December 02, 2005

More on the Cohen modal haplotype

A few days after my previous post on the Cohen modal haplotype, here is an abstract from the October ASHG meeting which essentially confirms my main points, that the CMH is not indicative of Hebrew ancestry and is split between J1 and J2 lineages.

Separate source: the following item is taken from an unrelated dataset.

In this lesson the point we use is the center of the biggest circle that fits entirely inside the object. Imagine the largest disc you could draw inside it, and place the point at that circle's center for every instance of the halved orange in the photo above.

An Updated World-Wide Characterization of the Cohen Modal Haplotype.

J.E. Ekins et al.

Since the definition of the Cohen Modal Haplotype (CMH) in 1998, the 6 SNP-6 STR genetic motif has been utilized to infer connections of contemporary individuals and communities to the ancient Hebrew population. The elucidation of the YCC SNP Phylogeny has allowed cataloguing of chromosomes compatible with the original CMH definition into several different Y-SNP subclades. Haplogroup membership was determined for 266 samples matching at ≥5 of the CMH STR alleles, defined as the Cohen Modal Haplogroup (CMHg). The bulk of the CMHg chromosomes were observed in J1 (53.0%) and J2 (43.2%), with a small portion falling outside of haplogroup J (3.8%). Members of the CMHg were observed throughout the world, with significant frequencies in various Arab populations: Oman (20.1%), Iraq (15.2%), Palestine (9.5%). Coalescent simulations were performed for CMH chromosomes within each SNP haplogroup using 24 STR loci. Estimates within J1 [6.5kybp(4K-12K)] and J2 [13kybp(7K-27K)] were substantially deeper than previous figures obtained from a heavily weighted Jewish sampling, indicating a likely origin of the compound haplotype prior to the establishment of the Hebrew population. The significant presence of CMH chromosomes in deeply divergent clades J1 and J2 (>20kybp), indicates the present CMH definition is not sufficient to distinguish lineages that likely arose by parallel IBS mutations. An expanded STR definition is proposed which allows differentiation between CMH-compatible chromosomes in J1 and J2. The inference of Jewish ancestry based on the original CMH definition should be performed with caution as subjects may be falsely categorized into the eponymous CMH lineage when the true origin is in the deeply divergent IBS branch. These observations underscore the importance of using updated SNP classifications when utilizing the CMH to infer ancestry in Jewish populations, or the use of the expanded STR definition.